Endurance is a term we throw around often, particularly in relation to long-distance running or achieving high reps in weight lifting. It essentially means having the ability to maintain activity for an extended period of time.
It takes a great deal of time, effort, and consistent practice to achieve endurance, no matter what endeavor you're working toward increasing your endurance for. Practice may not make perfect, but it goes a long way in increasing endurance levels.
What Is Endurance?
Endurance is an ability that is most often acquired after extensive training – it's not necessarily something that someone is just “gifted” at. It is most often a combination of physiological and psychological factors that allow us to continue doing what we are doing for as long as we desire.
Some of these factors include fatigue – for example, if you didn't sleep well the night before or are simply worn out, you may have a harder time following through with certain activities that require an extensive amount of output or stamina. Fitness level is also a predictor of endurance; how physically fit a person is, coupled with their level of training will impact their endurance ability.
If you are constantly challenging yourself mentally and physically day-in and day-out for weeks, months, and years at a time you are building endurance.
Genetics is another factor, as our bodies have different types of muscle fibers that can influence our physical capabilities, explains Roger E. Adams, PhD, CISSN, doctor of nutrition and owner of eat right fitness. While research shows you can gradually alter the amount of these fibers you have, it also emphasizes the role of genetics in dictating one’s muscle makeup.
How You Can Improve Your Endurance
Through endurance training, you can work to improve your ability to carry out a certain activity for longer periods of time. Here are some expert-approved tips for how to improve your endurance.
Participate in Interval Training
Interval training, which often goes by the name high-intensity interval training, involves increasing the intensity of your workout for a short period of time.
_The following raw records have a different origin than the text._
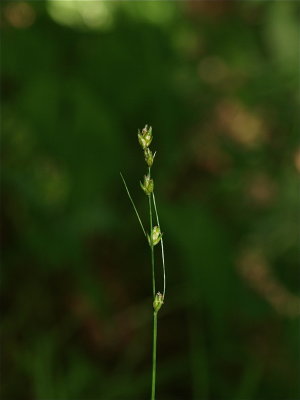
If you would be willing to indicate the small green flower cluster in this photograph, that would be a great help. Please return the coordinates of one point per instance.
(145, 138)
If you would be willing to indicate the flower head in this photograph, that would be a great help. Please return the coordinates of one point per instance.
(155, 236)
(158, 302)
(149, 157)
(148, 185)
(145, 137)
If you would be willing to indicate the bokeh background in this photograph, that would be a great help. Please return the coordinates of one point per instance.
(219, 83)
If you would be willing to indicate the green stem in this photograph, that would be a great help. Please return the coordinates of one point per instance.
(154, 355)
(151, 244)
(133, 205)
(162, 246)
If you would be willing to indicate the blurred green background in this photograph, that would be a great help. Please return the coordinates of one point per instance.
(219, 83)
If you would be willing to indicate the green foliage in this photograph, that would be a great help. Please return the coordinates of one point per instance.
(218, 81)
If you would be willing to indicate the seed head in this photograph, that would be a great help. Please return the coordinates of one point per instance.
(155, 236)
(158, 302)
(148, 185)
(145, 137)
(149, 157)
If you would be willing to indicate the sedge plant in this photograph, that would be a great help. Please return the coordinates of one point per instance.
(153, 238)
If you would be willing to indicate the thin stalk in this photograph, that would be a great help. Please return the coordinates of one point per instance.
(162, 246)
(154, 356)
(151, 244)
(133, 205)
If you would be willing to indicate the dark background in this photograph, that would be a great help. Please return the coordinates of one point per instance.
(219, 83)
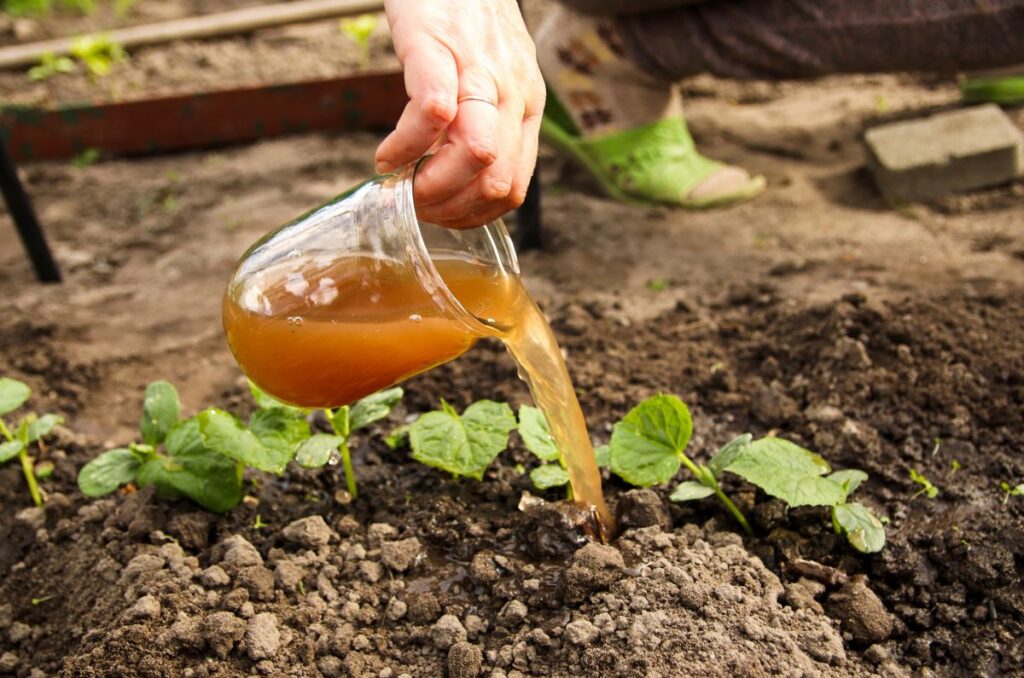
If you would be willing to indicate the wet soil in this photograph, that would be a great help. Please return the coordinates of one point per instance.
(883, 339)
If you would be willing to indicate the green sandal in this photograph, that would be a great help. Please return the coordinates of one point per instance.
(1006, 90)
(655, 163)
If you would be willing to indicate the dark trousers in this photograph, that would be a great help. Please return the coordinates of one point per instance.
(772, 39)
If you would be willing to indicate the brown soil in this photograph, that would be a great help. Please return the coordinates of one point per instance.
(885, 340)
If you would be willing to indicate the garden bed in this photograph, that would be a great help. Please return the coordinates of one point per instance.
(883, 340)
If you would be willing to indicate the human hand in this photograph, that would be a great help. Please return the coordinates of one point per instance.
(476, 98)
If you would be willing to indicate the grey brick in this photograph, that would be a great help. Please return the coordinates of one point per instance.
(962, 150)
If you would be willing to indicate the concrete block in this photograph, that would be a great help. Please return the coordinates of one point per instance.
(925, 159)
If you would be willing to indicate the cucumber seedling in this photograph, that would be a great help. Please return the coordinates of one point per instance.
(31, 429)
(648, 446)
(359, 29)
(204, 457)
(321, 448)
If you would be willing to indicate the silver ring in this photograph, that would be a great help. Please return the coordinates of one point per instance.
(484, 99)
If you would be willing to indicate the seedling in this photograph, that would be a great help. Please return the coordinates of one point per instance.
(32, 428)
(537, 436)
(1009, 491)
(320, 449)
(87, 158)
(358, 29)
(927, 488)
(98, 53)
(461, 445)
(647, 448)
(49, 66)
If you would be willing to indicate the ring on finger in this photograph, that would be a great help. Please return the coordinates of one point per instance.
(471, 97)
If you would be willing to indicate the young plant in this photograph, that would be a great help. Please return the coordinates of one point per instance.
(461, 445)
(30, 429)
(1009, 491)
(647, 448)
(49, 66)
(537, 436)
(927, 488)
(98, 53)
(358, 29)
(202, 457)
(321, 448)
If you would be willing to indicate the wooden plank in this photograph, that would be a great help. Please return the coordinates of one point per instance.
(195, 121)
(193, 28)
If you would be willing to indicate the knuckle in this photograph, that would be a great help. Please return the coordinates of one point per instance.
(482, 153)
(496, 188)
(438, 110)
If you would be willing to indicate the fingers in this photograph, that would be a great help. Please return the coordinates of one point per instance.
(432, 85)
(473, 143)
(492, 191)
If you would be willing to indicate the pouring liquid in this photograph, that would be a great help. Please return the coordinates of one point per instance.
(323, 333)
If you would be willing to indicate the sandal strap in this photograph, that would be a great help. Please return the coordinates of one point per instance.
(658, 160)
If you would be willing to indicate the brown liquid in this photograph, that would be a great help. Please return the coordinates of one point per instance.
(332, 332)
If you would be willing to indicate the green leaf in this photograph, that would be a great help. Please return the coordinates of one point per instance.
(160, 412)
(13, 393)
(397, 436)
(9, 450)
(788, 472)
(374, 408)
(850, 478)
(549, 475)
(267, 401)
(864, 532)
(728, 453)
(466, 445)
(536, 434)
(316, 451)
(224, 433)
(278, 425)
(41, 427)
(210, 479)
(108, 472)
(688, 491)
(184, 438)
(648, 442)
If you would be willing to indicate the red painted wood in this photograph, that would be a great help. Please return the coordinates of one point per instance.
(176, 123)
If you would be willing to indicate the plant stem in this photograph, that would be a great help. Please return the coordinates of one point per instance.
(346, 463)
(30, 476)
(708, 479)
(28, 468)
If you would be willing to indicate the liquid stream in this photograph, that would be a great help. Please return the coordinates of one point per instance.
(324, 332)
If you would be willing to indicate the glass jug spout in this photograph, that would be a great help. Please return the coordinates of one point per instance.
(357, 295)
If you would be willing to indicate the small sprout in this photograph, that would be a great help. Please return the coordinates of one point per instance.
(49, 66)
(359, 29)
(1009, 491)
(462, 445)
(658, 285)
(87, 158)
(98, 53)
(647, 449)
(927, 488)
(31, 430)
(44, 470)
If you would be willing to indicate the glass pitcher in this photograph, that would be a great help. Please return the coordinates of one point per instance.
(357, 295)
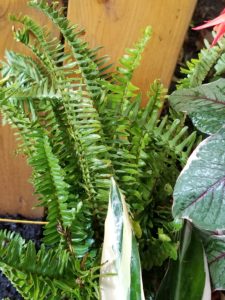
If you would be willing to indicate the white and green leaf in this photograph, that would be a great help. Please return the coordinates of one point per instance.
(121, 270)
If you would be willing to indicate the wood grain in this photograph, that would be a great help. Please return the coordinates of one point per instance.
(16, 194)
(117, 24)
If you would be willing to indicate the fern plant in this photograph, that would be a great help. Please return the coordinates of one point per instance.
(80, 125)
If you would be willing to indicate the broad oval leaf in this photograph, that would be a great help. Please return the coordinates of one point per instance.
(199, 193)
(205, 104)
(187, 277)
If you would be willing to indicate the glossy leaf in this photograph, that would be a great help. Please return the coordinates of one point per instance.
(199, 190)
(121, 270)
(205, 104)
(187, 277)
(215, 251)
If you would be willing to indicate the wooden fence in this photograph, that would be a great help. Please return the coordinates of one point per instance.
(115, 24)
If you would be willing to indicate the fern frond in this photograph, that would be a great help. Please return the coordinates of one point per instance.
(51, 274)
(198, 69)
(84, 57)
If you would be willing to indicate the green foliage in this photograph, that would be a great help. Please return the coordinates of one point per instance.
(199, 190)
(79, 126)
(187, 277)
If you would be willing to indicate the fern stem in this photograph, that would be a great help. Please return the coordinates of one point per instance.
(24, 221)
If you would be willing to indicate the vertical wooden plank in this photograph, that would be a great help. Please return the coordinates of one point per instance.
(116, 24)
(16, 194)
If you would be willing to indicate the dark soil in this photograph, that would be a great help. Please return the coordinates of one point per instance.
(205, 10)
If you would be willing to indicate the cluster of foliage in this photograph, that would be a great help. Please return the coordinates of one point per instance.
(80, 125)
(199, 190)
If running is your workout of choice, you may intentionally push your pace harder than normal for 20-second intervals and then follow those intervals with a slower recovery pace for about a minute.
This not only boosts your endurance over time but also comes with a slew of other benefits including improvement of insulin sensitivity.
Add a Few More Reps to Each Set
No matter the type of exercise you’re performing, one way to enhance your endurance is to add one more rep, one more mile, or 5 more minutes to each week’s, or month’s, fitness schedule. Slowly, your body will begin to adapt to that level of exercise and it will become your norm.
Rest Less Between Your Sets
While resting in between certain types of physical activity can be beneficial, it can also lower your heart rate and your endurance threshold, explains Hosbein. He recommends taking less rest between your workout sets so that your rate stays elevated and your endurance increases with each workout.
Increase Your Core Strength
No matter your workout of choice, be it running, swimming, cycling or weight lifting, it’s also important to focus on strengthening your core, as this will help improve your endurance in any activity you perform.
Endurance vs Stamina
Endurance is often confused with the term stamina. However, the two are very different. According to Adams, stamina often refers to the amount of time a person can perform a certain activity at maximum capacity or without getting tired. Endurance, on the other hand, revolves around one’s ability to perform a certain activity, it does not take into consideration performing at maximum capacity the way that stamina does.